Introduction
If you’re looking to save taxes and grow wealth, Equity Linked Savings Schemes (ELSS) are one of the smartest options under Section 80C of the Income Tax Act. With a 3-year lock-in, ELSS funds offer the shortest holding period among tax-saving instruments — and they invest primarily in equities, giving you a shot at high returns.
Why Choose ELSS?
- Tax Deduction: Up to ₹1.5 lakh under Section 80C
- Shortest Lock-in: Just 3 years
- High Return Potential: Market-linked growth
- Wealth Creation: Ideal for long-term investors
Top ELSS Funds in 2026
1. Motilal Oswal ELSS Tax Saver Fund
- 3-Year Returns: ~25.16%
- Portfolio: High-conviction bets in large-cap and mid-cap stocks
- Volatility: Moderate
- Best For: Aggressive investors seeking alpha
2. SBI Long Term Equity Fund
- 3-Year Returns: ~24%
- Portfolio: Diversified across sectors
- Volatility: Balanced
- Best For: First-time ELSS investors
3. HDFC Tax Saver Fund
- 5-Year Leader: Tops long-term charts
- Portfolio: Value-oriented picks
- Volatility: Slightly higher
- Best For: Long-term wealth builders
Comparison Table
| Fund Name | 3-Year Returns | Risk Level | Lock-in | Best For |
|---|---|---|---|---|
| Motilal Oswal ELSS | ~25.16% | Moderate | 3 yrs | Aggressive investors |
| SBI Long Term Equity | ~24% | Balanced | 3 yrs | First-time investors |
| HDFC Tax Saver | ~22% | Slightly High | 3 yrs | Long-term planners |
Tips Before You Invest
- Start Early: Don’t wait till March — invest monthly via SIP.

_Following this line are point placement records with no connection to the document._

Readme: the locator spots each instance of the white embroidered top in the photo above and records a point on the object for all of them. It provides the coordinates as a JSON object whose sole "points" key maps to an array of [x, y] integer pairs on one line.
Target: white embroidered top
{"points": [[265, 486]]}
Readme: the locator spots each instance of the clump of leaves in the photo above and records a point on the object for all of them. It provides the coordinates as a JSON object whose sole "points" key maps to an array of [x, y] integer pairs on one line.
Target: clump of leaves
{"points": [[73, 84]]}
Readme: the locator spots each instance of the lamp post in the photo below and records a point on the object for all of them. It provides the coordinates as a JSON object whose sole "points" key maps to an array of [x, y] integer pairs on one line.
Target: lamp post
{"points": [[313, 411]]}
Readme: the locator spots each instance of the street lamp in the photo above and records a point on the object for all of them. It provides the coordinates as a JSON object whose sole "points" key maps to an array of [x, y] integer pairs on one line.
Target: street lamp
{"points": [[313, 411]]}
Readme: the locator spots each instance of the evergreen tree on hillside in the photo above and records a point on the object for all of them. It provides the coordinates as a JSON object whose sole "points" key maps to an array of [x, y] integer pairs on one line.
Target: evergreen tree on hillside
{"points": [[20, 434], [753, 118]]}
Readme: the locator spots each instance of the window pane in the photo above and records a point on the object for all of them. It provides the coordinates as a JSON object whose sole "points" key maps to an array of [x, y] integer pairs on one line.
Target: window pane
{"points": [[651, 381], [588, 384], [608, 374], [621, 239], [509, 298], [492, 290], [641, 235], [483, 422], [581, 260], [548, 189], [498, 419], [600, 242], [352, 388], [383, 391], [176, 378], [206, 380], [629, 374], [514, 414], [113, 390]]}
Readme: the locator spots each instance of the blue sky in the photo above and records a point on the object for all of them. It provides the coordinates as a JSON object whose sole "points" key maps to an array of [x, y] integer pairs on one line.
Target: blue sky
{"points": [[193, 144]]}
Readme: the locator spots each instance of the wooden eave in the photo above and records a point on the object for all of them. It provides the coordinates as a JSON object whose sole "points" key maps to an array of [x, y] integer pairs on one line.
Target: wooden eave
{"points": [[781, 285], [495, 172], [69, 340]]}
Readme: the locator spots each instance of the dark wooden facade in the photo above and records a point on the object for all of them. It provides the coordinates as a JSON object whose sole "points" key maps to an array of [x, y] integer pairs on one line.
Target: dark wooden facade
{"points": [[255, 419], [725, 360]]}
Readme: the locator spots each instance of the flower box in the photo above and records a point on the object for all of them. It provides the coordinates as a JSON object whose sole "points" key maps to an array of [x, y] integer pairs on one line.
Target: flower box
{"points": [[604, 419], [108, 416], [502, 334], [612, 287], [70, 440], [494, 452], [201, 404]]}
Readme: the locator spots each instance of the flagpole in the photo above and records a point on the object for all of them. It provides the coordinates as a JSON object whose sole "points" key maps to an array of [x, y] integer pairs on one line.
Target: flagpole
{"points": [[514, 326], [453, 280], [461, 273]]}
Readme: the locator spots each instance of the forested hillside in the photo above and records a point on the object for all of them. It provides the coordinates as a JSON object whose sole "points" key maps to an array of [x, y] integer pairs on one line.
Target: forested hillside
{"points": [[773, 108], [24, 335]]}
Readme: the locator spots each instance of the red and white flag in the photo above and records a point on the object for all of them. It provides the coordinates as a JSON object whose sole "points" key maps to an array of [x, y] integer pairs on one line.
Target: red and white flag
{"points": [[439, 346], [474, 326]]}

- Risk Check: ELSS is market-linked — expect ups and downs.
- Diversify: Don’t put all ₹1.5 lakh in one fund.
- Stay Invested: Even after lock-in, let it grow for 5–10 years.
Conclusion
ELSS funds are a powerful combo of tax saving + equity growth. In 2026, funds like Motilal Oswal, SBI, and HDFC are leading the pack with strong returns and solid portfolios. Choose based on your risk appetite and investment horizon — and start early to maximize gains.